Curiously, she opened the envelope Mrs. Hudson had handed her earlier that morning, which turned out to be an application for an internship at the Daily Planet. Rolling her eyes at another attempt of the attendance ladies to get her into writing, she discarded the application in her bag and began working on her math homework.
"Well, I don't know, Superman," Dr. Kline shrugged, looking over his lab results. "You seem to be just fine. Super strength, super speed, flight, super hearing, super…"
"I understand, doctor," Superman cut him off, "What do you think it was then, if I'm not sick?"
"I'm really not sure." Dr. Kline seemed puzzled, "You're positive there wasn't any kryptonite in the vicinity?"
"I would have felt it." He explained, "I felt perfectly fine, then all of a sudden, my powers weren't working."
"I suppose it could be old age, but according to my analysis of your molecular structure…" Superman cut him off with a stern look, so Dr. Kline tried to continue in a way he could understand. "As far as I can tell, you're aging extremely slowly, so even though you should be a forty five year old man, you're body is more like, say, a thirty-year-olds." Suddenly, Superman's ears perked up as he heard another bank alarm go off.
"What is it?" Dr. Kline questioned, seeing the look on his face.
"A bank alarm just went off on the other side of town." Superman said seriously, "Do you think I'll be able to take care of whoever's robbing all these banks this time?"
"As far as I can tell, just…" Dr. Kline began, but Superman flew off before he could finish, so he just mumbled to himself, "…watch out for kryptonite."
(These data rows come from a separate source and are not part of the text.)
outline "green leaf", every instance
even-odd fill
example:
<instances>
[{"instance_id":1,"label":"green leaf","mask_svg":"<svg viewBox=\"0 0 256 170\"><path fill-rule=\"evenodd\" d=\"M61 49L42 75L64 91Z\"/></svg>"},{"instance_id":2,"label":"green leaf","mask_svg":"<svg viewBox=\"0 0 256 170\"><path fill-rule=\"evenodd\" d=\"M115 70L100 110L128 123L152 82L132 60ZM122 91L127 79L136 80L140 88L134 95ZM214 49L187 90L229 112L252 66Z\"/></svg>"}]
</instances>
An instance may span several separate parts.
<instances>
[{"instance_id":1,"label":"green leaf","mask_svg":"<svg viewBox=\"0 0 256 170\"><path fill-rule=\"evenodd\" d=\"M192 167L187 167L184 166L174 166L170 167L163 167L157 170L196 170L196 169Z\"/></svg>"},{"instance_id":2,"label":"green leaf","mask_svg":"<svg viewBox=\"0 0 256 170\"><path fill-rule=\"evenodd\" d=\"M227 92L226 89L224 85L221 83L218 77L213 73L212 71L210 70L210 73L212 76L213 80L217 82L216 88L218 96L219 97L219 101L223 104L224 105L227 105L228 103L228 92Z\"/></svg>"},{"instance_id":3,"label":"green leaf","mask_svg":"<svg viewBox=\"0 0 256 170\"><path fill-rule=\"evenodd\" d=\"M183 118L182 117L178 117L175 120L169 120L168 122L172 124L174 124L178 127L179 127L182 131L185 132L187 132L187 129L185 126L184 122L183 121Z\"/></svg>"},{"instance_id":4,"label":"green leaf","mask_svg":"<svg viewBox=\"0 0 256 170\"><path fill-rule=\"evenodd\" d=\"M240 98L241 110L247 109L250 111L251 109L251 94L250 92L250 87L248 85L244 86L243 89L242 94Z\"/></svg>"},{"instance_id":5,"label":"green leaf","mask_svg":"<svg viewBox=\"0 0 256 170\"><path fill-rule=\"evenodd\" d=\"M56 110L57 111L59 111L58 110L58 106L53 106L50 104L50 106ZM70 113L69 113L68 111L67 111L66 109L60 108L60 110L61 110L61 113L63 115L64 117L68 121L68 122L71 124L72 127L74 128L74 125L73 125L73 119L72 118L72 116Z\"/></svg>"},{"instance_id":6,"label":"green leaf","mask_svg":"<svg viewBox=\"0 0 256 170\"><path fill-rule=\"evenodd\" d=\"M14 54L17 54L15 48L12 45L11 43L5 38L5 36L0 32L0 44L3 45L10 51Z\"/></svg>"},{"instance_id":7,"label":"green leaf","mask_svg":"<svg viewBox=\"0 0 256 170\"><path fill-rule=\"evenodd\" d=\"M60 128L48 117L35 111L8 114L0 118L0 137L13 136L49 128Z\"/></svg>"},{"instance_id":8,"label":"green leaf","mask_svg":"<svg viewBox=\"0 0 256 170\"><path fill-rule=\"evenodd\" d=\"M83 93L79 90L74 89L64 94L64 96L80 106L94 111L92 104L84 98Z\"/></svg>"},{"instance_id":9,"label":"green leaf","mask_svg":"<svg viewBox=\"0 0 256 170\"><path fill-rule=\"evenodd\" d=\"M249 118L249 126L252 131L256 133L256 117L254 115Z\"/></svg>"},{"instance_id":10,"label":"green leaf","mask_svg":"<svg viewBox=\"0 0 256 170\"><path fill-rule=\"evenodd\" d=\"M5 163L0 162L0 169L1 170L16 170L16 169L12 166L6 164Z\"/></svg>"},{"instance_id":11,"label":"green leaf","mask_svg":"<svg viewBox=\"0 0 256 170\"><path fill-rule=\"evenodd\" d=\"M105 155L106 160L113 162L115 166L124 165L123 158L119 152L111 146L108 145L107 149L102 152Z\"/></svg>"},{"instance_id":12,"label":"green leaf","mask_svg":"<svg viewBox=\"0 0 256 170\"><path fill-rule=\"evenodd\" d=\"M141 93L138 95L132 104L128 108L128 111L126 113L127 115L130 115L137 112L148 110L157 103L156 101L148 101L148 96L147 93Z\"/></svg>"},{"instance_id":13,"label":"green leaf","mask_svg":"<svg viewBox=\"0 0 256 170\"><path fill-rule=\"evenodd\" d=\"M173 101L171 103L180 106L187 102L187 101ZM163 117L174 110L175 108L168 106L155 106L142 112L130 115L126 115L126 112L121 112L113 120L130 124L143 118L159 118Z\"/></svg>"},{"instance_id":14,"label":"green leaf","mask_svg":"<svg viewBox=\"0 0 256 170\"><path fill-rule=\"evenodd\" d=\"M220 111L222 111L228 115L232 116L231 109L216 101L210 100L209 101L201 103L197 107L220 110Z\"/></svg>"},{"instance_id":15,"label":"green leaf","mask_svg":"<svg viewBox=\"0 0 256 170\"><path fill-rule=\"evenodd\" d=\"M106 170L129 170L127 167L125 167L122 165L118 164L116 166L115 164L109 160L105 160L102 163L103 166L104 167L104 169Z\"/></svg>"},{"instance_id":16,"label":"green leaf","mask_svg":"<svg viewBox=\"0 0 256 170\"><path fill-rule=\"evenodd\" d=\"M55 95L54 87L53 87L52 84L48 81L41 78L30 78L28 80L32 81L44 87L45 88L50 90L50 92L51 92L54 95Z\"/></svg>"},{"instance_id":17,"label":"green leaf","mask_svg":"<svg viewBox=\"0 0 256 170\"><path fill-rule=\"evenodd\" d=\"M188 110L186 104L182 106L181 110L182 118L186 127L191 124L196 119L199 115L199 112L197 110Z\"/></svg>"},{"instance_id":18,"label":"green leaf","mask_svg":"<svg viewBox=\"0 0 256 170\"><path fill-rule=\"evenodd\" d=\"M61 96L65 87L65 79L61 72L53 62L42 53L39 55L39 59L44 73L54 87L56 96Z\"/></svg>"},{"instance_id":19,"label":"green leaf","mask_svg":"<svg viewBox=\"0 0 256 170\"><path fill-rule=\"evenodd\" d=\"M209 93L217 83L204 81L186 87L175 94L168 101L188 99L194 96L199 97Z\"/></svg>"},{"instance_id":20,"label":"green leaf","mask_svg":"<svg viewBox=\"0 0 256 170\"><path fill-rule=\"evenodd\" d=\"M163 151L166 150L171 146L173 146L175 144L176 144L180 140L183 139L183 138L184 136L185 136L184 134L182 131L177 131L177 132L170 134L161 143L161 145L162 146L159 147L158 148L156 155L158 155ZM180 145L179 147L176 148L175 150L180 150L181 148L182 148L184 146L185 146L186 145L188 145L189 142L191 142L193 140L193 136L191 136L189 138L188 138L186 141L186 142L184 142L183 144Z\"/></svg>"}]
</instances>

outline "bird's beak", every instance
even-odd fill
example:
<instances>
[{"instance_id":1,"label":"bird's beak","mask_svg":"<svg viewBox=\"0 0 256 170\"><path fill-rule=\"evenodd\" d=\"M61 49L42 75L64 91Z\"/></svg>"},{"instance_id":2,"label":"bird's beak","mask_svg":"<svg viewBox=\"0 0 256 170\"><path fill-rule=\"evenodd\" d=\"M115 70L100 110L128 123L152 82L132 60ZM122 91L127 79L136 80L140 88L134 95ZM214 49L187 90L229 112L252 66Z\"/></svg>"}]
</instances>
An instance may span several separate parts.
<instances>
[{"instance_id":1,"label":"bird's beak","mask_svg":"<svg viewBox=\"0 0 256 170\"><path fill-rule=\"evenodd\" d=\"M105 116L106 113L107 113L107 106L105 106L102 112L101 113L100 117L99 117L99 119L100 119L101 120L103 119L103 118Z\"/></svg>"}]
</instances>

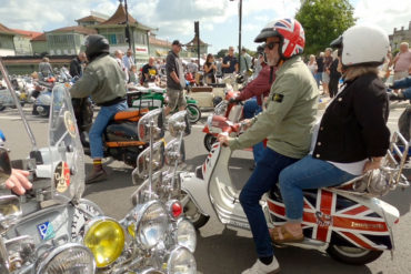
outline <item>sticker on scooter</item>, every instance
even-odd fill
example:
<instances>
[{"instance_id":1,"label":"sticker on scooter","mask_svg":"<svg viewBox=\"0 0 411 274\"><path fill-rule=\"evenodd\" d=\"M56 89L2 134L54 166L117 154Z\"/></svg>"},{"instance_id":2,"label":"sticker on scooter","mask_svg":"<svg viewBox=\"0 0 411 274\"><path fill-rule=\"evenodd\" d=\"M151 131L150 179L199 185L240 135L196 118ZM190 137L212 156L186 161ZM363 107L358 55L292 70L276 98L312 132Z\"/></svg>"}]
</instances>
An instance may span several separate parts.
<instances>
[{"instance_id":1,"label":"sticker on scooter","mask_svg":"<svg viewBox=\"0 0 411 274\"><path fill-rule=\"evenodd\" d=\"M67 131L72 138L76 138L76 123L70 111L64 112L64 125Z\"/></svg>"},{"instance_id":2,"label":"sticker on scooter","mask_svg":"<svg viewBox=\"0 0 411 274\"><path fill-rule=\"evenodd\" d=\"M322 213L321 211L315 212L317 224L319 226L331 226L332 225L332 216Z\"/></svg>"},{"instance_id":3,"label":"sticker on scooter","mask_svg":"<svg viewBox=\"0 0 411 274\"><path fill-rule=\"evenodd\" d=\"M56 190L63 193L70 185L70 168L66 162L60 162L54 170L54 185Z\"/></svg>"},{"instance_id":4,"label":"sticker on scooter","mask_svg":"<svg viewBox=\"0 0 411 274\"><path fill-rule=\"evenodd\" d=\"M42 224L38 224L37 229L40 233L41 240L50 240L56 236L53 225L50 222L44 222Z\"/></svg>"}]
</instances>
"You again!" Superman exclaimed, face to face with the robbers who had gotten the better of him not long before.
"Come back for more, Sup?" One of them asked mockingly.
"You may have gotten the better of me last time, but it's not going to happen again." Superman told them courageously.
"Oh, is that right?" The other replied snottily.
Smirking, Superman walked up securely and tried to rip the bags out of their hands, but he couldn't. The smaller, seemingly weaker of the two kicked him in the chin and elbowed him in the cheek, knocking Superman to the ground. For a minute, the two young men beat him until, finally, they heard sirens and fled the scene.
"Cameron!" Jimmy Olsen called from the doorway of his office, "I want you covering the Superman case."
"Why me?" Cameron looked puzzled.
"Superman case?" Lois asked at the same time, concerned.
"Because, Cameron," Jimmy explained, ignoring Lois, "I was you once."
"You were me, sir?"
"I was, and that's how I know you can handle it." Jimmy sighed and pulled him aside, looking pointedly at Lois, "Besides, she's got emotional attachments."
"Emotional attachments?" Lois and Cameron inquired at the same time.
"Emotional attachments." He nodded. "That's why when I tell you what happened to him, you're going to storm over to your desk, grab your coat, and run off to check on him." Lois glared at him expectantly until he finally said, "Superman was beaten up not too long ago at a bank robbery on Oneida Street."
Without stopping to think, Lois stormed over to her desk, but just as she was about to grab her coat, she stopped herself and left it, turning to look defiantly at Jimmy before she ran out into the crisp autumn air with just the thin sleeves of her work suit.